Before I go on I need to make a disclosure here – I work for EMC. If you follow my blog and articles you know that I try as much as possible to be vendor neutral and focus specifically on the technology– and that’s what I am doing here in the VDI context.
Most intelligent storage arrays have a small amount of expensive L1 DRAM cache that is not only responsible for caching read and write IOs but also hold pre-fetched sequential IOs. L1 DRAM is an expensive type of memory therefore storage arrays have a limited set of DRAM. As an example, the EMC VNX5300 has 15GB, the VNX5500 has 24GB, the VNX5700 has 36GB and the VNX7500 has 48GB. When I looked at NetApp ECC L1 memory the numbers were somewhat similar; the FAS3140 has 4GB, the FAS3160 has 16GB and the FAS3170 has 32GB (number above are reference for dual controller configurations).
What is FAST Cache or EFD (Enterprise Flash Drives) cache?
The EFD cache is placed below the L1 DRAM cache and above the HDD drives, and contains copies of logical blocks resident on HDDs. FAST Cache will serve the following main purposes:
- To extend the functionality of the DRAM cache by mapping frequently accessed data to EFD’s which are an order of magnitude faster than HDD’s.
- To provide a much larger, scalable cache by virtue of using EFD drives that can provide larger data capacities per device.
- To improve the benefits of write hits, write coalescing, and write ordering by deferring host writes destined for the HDD’s as long as possible.

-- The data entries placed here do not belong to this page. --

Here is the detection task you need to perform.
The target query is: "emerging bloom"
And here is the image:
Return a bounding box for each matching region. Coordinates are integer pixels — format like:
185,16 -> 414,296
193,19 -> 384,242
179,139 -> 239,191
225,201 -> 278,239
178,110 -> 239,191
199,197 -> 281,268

- To decrease the response time of HDD’s to read cache misses by managing workloads through buffering in cache.
How does it work?
The storage system’s primary read/write cache optimally coalesces write I/Os to perform full stripe writes for sequential writes, and prefetches for sequential reads. However, this operation is generally performed in conjunction with slower mechanical storage. FAST Cache monitors the storage processors I/O activity for blocks that are being read or written multiple times from storage, and promotes those blocks into the FAST Cache.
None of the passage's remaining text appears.